1982 : JP Nataf rebaptise son ancien groupe de lycée Les Innocents. Ils sont quatre musiciens.

1986 : Le groupe signe chez Virgin. L’année d’après sort Jodie, le single fondateur – n°34 au Top 50.

1988 : Jean-Christophe Urbain rejoint le groupe.

1989 : Sortie de leur premier album Cent mètres au paradis.

1992 : Sortie de Fou à lier, avec des tubes comme Un homme extraordinaire et L’Autre Finistère – leur plus gros succès, n°10 au Top 50. 500 000 exemplaires vendus.

1994 : Première Victoire de la musique du meilleur groupe (ils remporteront aussi le titre en 1996 et 1997).

1995 : Sortie de Post-Partum, avec des tubes comme Colore, Un monde parfait... 200 000 exemplaires vendus.

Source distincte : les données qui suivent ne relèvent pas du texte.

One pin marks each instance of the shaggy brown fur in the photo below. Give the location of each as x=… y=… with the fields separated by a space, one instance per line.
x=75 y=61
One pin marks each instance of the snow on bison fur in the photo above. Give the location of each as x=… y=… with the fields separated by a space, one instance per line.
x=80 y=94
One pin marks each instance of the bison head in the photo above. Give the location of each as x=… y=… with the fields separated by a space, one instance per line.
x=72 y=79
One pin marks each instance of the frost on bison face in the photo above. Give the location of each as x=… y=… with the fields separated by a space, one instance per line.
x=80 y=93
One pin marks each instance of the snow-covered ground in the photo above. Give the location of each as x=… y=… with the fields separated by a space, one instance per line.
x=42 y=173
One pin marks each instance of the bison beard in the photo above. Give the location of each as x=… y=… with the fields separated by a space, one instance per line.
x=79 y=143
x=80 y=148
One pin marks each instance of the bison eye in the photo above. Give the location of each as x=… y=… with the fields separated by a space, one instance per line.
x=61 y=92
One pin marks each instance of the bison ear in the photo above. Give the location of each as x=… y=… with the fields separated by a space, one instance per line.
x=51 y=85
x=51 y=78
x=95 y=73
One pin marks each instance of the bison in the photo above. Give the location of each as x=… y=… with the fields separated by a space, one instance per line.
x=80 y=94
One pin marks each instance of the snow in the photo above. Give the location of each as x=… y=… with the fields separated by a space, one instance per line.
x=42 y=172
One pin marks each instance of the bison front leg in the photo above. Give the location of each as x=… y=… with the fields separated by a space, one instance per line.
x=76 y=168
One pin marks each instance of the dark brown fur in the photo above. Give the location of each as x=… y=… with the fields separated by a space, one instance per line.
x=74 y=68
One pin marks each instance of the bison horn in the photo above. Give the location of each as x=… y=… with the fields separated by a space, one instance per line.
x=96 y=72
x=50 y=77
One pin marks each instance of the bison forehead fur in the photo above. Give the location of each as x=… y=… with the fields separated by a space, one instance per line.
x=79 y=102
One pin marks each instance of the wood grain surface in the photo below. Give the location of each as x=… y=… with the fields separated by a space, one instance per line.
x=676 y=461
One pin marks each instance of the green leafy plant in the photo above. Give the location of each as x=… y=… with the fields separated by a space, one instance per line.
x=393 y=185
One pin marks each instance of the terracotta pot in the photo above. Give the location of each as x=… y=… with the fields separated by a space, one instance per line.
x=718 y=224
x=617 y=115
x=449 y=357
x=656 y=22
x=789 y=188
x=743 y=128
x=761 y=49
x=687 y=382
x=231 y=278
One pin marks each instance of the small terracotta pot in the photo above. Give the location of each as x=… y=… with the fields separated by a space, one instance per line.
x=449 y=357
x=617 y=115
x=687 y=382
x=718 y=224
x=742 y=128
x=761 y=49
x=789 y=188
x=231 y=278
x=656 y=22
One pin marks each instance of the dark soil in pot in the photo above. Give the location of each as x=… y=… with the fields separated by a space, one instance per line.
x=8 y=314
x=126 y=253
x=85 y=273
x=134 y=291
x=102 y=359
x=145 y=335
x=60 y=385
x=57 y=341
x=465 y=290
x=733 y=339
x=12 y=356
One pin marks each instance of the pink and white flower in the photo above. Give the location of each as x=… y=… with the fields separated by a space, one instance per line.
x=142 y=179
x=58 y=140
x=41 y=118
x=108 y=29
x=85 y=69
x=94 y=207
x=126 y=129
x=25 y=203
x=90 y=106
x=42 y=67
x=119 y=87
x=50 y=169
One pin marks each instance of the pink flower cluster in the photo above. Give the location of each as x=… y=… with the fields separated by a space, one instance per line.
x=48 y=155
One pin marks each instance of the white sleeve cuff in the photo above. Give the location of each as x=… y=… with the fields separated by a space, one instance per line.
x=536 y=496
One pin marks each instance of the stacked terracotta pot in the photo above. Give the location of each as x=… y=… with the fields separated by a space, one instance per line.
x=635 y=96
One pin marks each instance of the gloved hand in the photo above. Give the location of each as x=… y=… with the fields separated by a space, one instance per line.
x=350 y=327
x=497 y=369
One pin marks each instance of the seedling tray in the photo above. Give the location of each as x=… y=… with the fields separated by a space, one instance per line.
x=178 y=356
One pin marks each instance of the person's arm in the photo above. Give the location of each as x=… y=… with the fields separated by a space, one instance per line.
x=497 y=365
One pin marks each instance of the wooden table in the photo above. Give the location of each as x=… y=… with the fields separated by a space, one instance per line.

1999 : Sortie de l’album Les Innocents, qu'ils ne joueront jamais sur scène, Jean-Christophe Urbain quittant le groupe en 2000 juste avant la tournée.

2004 : Sortie de Plus de sucre, premier album solo de JP Nataf.

2009 : Sortie de Clair, deuxième album solo de JP Nataf.

2013 : Annonce de la reformation du groupe.

2015 : Un nouvel album devrait voir le jour. Deux titres (Les Philharmonies martiennes et Love qui peut) ont déjà été enregistrés et sont joués en concert.